Hi,
I am studying a math course and the following operation is performed on an integral but is not explained:
\(F(s)=\int{te^{-st}}dt=-{1\over{s}}\int{td(e^{-st}})\)
Could somebody explain what happened here?
Let u = e-st then du/dt = -se-st or e-stdt = -(1/s)du so we can write the integral as:
\(\int te^{-st}dt \rightarrow -\frac{1}{s}\int tdu \rightarrow -\frac{1}{s}\int td(e^{-st})\)
Thanks Alan,
I would not have got that either without you showing me.
I just want to finish it.
Let
\(u = e^{-st} \;\; then\;\; \\\frac{du}{dt} = -se^{-st} \\e^{-st}dt = \frac{-1}{s}du \)

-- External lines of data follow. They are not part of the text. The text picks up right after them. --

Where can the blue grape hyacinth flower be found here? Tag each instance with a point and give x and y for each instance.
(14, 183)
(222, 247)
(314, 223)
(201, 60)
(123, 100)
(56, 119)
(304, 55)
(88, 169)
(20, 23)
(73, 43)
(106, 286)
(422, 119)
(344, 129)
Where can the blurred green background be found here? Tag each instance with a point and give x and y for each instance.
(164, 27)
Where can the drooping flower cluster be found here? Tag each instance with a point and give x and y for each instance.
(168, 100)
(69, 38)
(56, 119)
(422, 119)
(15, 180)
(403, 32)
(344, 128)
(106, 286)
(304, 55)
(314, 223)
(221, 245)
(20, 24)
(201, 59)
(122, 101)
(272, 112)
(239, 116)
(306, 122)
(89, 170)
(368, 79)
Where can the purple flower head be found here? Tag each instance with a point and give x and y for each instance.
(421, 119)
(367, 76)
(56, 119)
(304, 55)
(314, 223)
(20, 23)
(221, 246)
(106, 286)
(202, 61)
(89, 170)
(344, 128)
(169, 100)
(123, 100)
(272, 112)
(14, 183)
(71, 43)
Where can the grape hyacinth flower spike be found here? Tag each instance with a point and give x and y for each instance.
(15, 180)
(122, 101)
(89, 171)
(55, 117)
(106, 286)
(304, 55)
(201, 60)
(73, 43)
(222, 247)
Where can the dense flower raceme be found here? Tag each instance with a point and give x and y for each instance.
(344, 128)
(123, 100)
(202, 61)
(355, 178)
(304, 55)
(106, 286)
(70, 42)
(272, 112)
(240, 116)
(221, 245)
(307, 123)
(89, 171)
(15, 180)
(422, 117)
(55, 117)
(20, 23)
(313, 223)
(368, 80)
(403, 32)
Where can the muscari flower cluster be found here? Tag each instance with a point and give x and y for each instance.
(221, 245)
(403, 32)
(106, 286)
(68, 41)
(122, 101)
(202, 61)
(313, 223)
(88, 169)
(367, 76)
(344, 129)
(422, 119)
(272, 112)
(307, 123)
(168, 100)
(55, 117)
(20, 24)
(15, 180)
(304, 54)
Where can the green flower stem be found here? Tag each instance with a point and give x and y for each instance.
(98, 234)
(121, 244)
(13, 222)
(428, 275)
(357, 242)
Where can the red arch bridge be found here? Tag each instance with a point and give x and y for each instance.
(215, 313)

so we can write the integral as:
\(\int te^{-st}dt \rightarrow -\frac{1}{s}\int tdu \rightarrow -\frac{1}{s}\int td(e^{-st})\)

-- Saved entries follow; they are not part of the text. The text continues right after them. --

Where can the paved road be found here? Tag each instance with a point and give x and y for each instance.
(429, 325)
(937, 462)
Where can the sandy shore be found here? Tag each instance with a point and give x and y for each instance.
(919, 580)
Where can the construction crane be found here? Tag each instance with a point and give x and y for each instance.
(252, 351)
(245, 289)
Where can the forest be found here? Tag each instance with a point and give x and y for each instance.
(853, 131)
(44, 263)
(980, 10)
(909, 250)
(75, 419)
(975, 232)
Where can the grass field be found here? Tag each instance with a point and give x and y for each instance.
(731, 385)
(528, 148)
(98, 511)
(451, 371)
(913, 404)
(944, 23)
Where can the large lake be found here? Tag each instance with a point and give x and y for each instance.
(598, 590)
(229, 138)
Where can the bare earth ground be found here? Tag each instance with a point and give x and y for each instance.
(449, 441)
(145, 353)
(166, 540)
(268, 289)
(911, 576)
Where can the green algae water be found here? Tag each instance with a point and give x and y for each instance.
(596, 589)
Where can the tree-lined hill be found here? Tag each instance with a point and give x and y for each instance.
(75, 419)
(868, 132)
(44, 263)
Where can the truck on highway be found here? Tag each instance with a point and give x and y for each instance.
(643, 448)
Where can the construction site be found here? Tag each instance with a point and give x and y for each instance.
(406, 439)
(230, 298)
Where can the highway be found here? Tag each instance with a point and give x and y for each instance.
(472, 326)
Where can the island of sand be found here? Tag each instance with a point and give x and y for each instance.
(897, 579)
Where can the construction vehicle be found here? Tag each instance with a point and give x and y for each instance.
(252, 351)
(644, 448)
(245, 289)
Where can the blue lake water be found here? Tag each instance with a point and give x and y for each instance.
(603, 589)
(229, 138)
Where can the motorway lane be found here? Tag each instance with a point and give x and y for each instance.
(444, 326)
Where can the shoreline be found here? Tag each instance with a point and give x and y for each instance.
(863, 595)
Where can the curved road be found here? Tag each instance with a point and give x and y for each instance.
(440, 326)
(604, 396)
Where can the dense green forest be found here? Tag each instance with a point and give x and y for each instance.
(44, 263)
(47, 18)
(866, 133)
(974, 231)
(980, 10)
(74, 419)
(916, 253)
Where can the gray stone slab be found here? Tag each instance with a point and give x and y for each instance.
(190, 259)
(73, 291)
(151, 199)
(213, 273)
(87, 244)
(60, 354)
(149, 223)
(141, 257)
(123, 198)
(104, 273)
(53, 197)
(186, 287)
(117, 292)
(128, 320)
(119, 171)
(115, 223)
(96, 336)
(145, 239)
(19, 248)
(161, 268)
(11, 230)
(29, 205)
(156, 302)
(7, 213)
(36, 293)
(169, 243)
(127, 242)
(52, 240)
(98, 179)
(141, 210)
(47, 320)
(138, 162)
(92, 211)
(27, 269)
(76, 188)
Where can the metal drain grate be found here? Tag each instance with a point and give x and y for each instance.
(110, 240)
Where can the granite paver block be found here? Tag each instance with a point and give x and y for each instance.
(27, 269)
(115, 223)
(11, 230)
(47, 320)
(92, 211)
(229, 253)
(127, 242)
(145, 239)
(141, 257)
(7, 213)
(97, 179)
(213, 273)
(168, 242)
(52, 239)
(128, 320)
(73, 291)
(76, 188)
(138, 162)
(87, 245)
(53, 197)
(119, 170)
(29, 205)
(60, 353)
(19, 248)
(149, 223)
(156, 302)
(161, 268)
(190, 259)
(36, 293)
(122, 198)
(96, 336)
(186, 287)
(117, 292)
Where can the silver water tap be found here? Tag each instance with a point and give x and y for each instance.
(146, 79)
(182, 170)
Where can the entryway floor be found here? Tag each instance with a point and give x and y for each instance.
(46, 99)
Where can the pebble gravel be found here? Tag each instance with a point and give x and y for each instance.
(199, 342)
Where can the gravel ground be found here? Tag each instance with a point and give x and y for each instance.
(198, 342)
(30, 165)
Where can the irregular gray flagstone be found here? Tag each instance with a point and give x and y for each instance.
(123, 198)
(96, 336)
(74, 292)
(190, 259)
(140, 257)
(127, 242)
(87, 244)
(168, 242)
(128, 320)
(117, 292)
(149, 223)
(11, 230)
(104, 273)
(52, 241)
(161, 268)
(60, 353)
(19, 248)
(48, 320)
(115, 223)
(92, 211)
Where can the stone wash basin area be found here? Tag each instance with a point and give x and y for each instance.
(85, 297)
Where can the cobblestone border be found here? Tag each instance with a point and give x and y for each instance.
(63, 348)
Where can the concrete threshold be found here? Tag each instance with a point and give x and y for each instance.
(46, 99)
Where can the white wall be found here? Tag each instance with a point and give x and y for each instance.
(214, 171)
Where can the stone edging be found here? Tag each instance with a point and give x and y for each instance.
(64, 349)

\(u=e^{-st}\\ ln(u)=-st\\ t=\frac{-ln(u)}{s}\)
So
\(\frac{-1}{s}\int t\;du\\ =\frac{-1}{s}\int \frac{-ln(u)}{s}\;du\\ =\frac{1}{s^2}\int 1*ln(u)\;du\\ \qquad \text{integrate by parts}\\ \qquad \frac{da}{du}=1\quad b=ln(u)\\ \qquad a=u\quad \frac{db}{du}=\frac{1}{u}\\ =\frac{1}{s^2}\left( [ab]-\int a*\frac{db}{du}\:du\right)\\ =\frac{1}{s^2}\left( [uln(u)]-\int u*\frac{1}{u}\:du\right)\\ =\frac{1}{s^2}\left( [uln(u)]-\int 1\:du\right)\\ =\frac{1}{s^2}\left( [uln(u)]-u\right)+c\\ =\frac{u}{s^2}\left( ln(u)-1+k \right)\)
Why would you ever want to present it with the extra step in the question?